Update Data in Real-Time and Support Queries Simultaneously
Graph databases can perform real-time updates on big data while supporting queries at the same time. This is a major drawback of existing big data management systems such as Hadoop HDFS since it was designed for data lakes, where sequential scans and appending new data (no random seek) are the characteristics of the intended workload, and it is an architecture design choice to ensure fast scan I/O of an entire file. The assumption there was that any query will touch the majority of a file, while graph databases only touch relevant data, so a sequential scan is not an optimization assumption.
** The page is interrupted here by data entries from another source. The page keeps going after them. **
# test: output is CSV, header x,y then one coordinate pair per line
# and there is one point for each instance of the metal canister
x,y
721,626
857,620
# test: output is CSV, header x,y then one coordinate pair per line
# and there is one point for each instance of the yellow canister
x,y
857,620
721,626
Flexible Online Schema Environment
Graph databases offer a flexible online schema evolvement while serving your query. You can constantly add and drop new vertex or edge types or their attributes to extend or shrink your data model. It's so convenient to manage explosive and constantly changing object types. The relational database just cannot easily adapt to this requirement, which is commonplace in the modern data management era.
Group by Aggregate Queries
Graph databases, in addition to traditional group-by queries, can do certain classes of group by aggregate queries that are unimaginable or impractical in relational databases. Due to the tabular model restriction, aggregate queries on a relational database are greatly constrained by how data is grouped together. In contrast, graph models are more flexible for grouping and aggregating relevant data. See this article on the latest expressive power of aggregation for graph traversal. I don’t think relational databases can do this kind of flexible aggregation on selective data points. (Disclaimer: I have worked on commercial relational database kernels for a decade; Oracle, MS SQL Server, Apache popular open-source platforms, etc.)
Combine and Hierarchize Multiple Dimensions
Graph databases can combine multiple dimensions to manage big data, including time series, demographic, geo-dimensions, etc. with a hierarchy of granularity on different dimensions. Think about an application in which we want to segment a group of a population based on both time and geo dimensions. With a carefully designed graph schema, data scientists and business analysts can conduct virtually any analytical query on a graph database. This capability traditionally is only accessible to low-level programming languages such as C++ and Java.
Graph databases serve as great AI infrastructure due to well-structured relational information between entities, which allows one to further infer indirect facts and knowledge. Machine learning experts love them. They provide rich information and convenient data accessibility that other data models can hardly satisfy. For example, the Google Expander team has used it for smart messaging technology. The knowledge graph was created by Google to understand humans better, and many more advances are being made on knowledge inference. The keys of a successful graph database to serve as a real-time AI data infrastructure are:
Support for real-time updates as fresh data streams in
A highly expressive and user-friendly declarative query language to give full control to data scientists
Support for deep-link traversal (>3 hops) in real-time (sub-second), just like human neurons sending information over a neural network; deep and efficient
Scale out and scale up to manage big graphs
In conclusion, we see many advantages of native graph databases managing big data that cannot be worked around by traditional relational databases. However, as any new technology replacing old technology, there are still obstacles in adopting graph databases. One is that there are fewer qualified developers in the job market than the SQL developers. Another is the non-standardization of the graph database query language. There's been a lot of marketing hype and incomplete offerings that have led to subpar performance and subpar usability, which slows down graph model adoption in the needed enterprises.